Asthma and allergic diseases increased after children moved from free range outdoor activities to sanitized indoor playrooms and virtual playgrounds. According to the “hygiene hypothesis,” early exposure to germs and allergens is required to develop a robust immune system. As a “Mr. Mom” who prefers bike pedaling to pushing a vacuum cleaner, I played my part in boosting my budding daughter’s immune system. This little poem, written some years ago in response to Fry’s challenge (see below), is dedicated to Sarah, my now well-showered teen daughter. A request that she pose for a portrait in a mud hole was nixed in favor of a baby photo. 

Exercise 8: Two stanzas of verse running 3,6,1,4,8,4,1,6,3: subject Hygiene. (The Ode Less Traveled, Stephen Fry):




Germ theory
Is not my daughter’s drift.
Is not spurned
But embraced, mouthed, eaten.
From a primeval source –
No sniffles

She wears soil
Skin close, fingernail deep;
Intimate friend.
Unbathed, unwiped, she is
Coated sweet with
Earth spritzed in sunshine –
Her perfume


Jim Clark, a retired Air Force nurse living with his wife and daughter in Asheville, North Carolina, was raised in Chattanooga, Tennessee. When he’s not holding down the home front, Jim is likely to be running or biking the surrounding trails and back roads.  He enjoys capturing bytes of flora and fauna with a camera sensor and occasionally sentences a few bits to prose or poem.

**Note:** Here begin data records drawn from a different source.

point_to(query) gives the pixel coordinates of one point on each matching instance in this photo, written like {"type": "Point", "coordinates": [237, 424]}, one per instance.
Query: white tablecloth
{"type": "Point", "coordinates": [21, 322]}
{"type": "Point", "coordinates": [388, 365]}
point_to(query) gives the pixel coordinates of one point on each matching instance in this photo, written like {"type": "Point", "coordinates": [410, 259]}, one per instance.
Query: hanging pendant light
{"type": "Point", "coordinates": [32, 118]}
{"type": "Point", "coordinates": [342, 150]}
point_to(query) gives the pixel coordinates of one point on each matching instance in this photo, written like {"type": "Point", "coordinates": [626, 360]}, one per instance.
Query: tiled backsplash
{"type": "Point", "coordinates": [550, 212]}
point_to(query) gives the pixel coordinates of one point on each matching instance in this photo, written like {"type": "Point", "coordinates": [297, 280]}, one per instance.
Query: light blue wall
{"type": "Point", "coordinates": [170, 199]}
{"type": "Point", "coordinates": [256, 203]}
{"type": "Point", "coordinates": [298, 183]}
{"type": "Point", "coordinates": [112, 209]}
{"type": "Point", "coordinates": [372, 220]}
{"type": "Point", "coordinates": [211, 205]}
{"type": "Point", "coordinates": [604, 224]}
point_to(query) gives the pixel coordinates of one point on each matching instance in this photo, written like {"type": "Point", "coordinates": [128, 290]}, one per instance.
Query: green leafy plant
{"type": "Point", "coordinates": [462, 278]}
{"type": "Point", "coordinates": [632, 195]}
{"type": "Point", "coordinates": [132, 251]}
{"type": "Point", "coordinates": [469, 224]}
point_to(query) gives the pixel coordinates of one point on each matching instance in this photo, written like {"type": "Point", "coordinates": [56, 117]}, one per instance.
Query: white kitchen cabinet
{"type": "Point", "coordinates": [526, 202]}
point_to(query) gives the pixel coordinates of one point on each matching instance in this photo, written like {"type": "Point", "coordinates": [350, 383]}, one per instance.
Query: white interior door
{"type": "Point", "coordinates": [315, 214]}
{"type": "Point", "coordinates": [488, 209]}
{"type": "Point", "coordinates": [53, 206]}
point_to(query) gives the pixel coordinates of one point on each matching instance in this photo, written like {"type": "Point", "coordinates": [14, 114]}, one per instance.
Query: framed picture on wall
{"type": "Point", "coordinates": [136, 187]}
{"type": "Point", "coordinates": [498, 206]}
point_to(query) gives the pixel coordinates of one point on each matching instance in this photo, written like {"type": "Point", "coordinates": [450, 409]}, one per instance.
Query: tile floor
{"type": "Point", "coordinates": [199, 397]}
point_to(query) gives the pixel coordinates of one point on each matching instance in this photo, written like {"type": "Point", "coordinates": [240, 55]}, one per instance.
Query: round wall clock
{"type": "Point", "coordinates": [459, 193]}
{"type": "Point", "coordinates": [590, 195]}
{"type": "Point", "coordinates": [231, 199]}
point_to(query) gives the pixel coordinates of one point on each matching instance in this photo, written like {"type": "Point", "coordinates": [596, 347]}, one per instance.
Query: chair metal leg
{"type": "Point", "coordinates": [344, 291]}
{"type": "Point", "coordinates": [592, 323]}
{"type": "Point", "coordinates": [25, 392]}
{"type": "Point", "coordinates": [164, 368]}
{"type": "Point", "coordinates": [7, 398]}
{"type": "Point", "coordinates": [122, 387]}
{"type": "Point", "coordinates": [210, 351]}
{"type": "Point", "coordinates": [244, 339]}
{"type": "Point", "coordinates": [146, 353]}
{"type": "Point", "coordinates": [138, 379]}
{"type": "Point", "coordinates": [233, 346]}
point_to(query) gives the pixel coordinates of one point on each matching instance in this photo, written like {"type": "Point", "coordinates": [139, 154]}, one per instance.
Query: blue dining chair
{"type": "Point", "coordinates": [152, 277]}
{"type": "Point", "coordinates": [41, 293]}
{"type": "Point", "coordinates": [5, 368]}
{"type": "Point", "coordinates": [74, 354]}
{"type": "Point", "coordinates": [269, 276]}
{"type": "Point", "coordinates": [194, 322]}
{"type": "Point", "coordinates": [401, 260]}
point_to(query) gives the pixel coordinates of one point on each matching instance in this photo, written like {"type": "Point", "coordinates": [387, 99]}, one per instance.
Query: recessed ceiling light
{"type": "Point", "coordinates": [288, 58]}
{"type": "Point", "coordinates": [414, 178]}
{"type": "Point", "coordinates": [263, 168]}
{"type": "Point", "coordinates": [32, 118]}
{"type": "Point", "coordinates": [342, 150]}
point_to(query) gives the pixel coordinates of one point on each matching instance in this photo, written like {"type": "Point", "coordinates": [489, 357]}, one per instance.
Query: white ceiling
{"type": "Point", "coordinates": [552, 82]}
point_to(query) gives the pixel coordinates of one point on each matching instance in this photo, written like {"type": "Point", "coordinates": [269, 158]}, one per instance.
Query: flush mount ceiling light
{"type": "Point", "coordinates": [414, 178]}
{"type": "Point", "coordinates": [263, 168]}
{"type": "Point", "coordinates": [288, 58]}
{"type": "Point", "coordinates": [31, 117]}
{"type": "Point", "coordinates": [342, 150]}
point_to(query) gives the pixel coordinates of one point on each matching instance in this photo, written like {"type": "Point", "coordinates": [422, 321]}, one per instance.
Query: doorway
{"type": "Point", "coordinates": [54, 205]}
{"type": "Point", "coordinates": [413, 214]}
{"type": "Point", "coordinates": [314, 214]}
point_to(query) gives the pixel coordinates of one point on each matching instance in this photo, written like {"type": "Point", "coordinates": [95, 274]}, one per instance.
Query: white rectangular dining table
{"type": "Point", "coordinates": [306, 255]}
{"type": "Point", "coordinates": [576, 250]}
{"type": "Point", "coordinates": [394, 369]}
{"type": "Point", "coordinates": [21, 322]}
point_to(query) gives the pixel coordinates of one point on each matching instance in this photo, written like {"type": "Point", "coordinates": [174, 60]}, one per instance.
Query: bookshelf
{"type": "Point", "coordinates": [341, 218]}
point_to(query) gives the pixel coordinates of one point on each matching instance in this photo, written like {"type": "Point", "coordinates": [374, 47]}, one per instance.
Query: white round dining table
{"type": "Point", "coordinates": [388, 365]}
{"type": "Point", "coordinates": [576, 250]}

  1. Your daughter’s eyes are gorgeous!

    Thank you for the reminder of the importance of dirt!

    1. Thanks Rebecca – my wife’s X chromosome gets the credit for those eyes, while I take most of the credit for the acquired immunity.

  2. Wonderful portrait! And the picture’s pretty good too 🙂

    1. Thanks Jud. I offered to pay her for the mud hole photo to no avail.